Nessa obra, ele também chega aos tempos de hoje. Ele já estava há alguns anos a escrever, em posição afim à de Paolo Rossi, que "enquanto emissor de normas, o Estado-Nação foi substituído por uma multiplicidade de polos reguladores, cada vez mais informais, dinâmicos e menos favoráveis a soluções que acomodassem entre si os diversos direitos" (Pluralismo jurídico e direito democrático), o que gera diversos desafios, que o direito internacional ou o que se possa chamar de direito cosmopolita não estão ainda a resolver.
No entanto, ele era otimista e sustentava que "O mundo global não é portador apenas dos valores do mercado internacional. Povoam-no também milhares de organizações não-governamentais, comprometidas noutros interesses e portadoras de outros valores, não raramente incompatíveis ou mesmo reactivos a essa globalização apenas económica" (O caleidoscópio do Direito: O Direito e a Justiça nos dias e no mundo de hoje).

Na época em que editei uma revista de teoria do direito, quis, naturalmente, entrevistar Hespanha.

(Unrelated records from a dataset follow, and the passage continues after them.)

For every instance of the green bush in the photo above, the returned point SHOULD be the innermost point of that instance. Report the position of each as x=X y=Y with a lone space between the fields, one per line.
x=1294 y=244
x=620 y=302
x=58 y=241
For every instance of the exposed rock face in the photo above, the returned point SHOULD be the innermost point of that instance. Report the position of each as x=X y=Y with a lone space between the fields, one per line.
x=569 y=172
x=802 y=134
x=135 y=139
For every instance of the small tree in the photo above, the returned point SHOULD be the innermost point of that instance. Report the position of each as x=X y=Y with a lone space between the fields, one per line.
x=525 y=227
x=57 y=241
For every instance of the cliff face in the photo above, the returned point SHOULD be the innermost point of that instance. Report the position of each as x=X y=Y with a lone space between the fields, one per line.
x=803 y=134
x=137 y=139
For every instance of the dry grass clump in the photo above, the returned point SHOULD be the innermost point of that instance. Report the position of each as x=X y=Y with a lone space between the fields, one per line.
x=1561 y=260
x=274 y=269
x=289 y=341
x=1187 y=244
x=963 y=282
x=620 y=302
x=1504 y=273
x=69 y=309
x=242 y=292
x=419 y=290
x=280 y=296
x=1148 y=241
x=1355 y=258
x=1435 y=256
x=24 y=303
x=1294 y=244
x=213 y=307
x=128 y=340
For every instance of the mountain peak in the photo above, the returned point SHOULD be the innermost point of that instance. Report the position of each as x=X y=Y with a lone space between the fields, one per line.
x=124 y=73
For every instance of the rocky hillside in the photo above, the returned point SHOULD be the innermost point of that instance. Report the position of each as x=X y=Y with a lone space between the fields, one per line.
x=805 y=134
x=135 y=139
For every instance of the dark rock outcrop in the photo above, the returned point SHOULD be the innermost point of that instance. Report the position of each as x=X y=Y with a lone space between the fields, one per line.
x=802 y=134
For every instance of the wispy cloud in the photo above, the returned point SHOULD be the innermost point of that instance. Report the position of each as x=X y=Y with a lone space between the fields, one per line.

Nunca havia entrado em contato com ele, porém o grande historiador respondeu ao e-mail deste professor obscuro no dia seguinte; encaminhei-lhe as perguntas e, em menos de 24 horas, ele já havia enviado as respostas! Cedeu-me também a foto ao lado.
Era o ano de 2008. Escolhi uma das frases que formulou para intitular a entrevista, "Os juristas mais característicos fazem parte do problema e não da solução". Obviamente, eu só poderia concordar com essa posição. Ele também, com extrema gentileza, me ofereceu para publicar um artigo seu com André Ventura, "Cultura jurídica académica no período do 'Estado Novo'", depois recolhido em livro.
Para terminar esta breve nota de agradecimento pela obra que nos deixou, transcrevo um trecho do Guiando a mão invisível, que dedico àquele que, no momento que escrevo, ainda encabeça o ministério da justiça da gestão que ainda está em poder no governo federal, para que o ex-juiz, quem sabe, se atualize, ao menos para os padrões do século citado:
Presentes estão, também, anteriores preocupações de redução do poder corporativo dos juristas [...] Nos finais do século XVIII, a linha de orientação era simplificar o processo, aproximando-o, progressivamente, do "processo natural", e diminuir a arbitrariedade dos juízes, reduzindo os seus poderes de livre estabelecimento e valoração dos factos, cerceando o seu arbítrio interpretativo e vedando-lhe todos os comportamentos abusivos, desleais e violentos em relação às partes, nomeadamente, em relação aos réus, em processo criminal [...]
P.S..: Sobre o ainda ministro, não sei se suas competências linguísticas permitirão que entenda o texto, tendo em vista que, depois de tantos anos, ainda não aprendeu a escrever nem mesmo o nome da antiga profissão.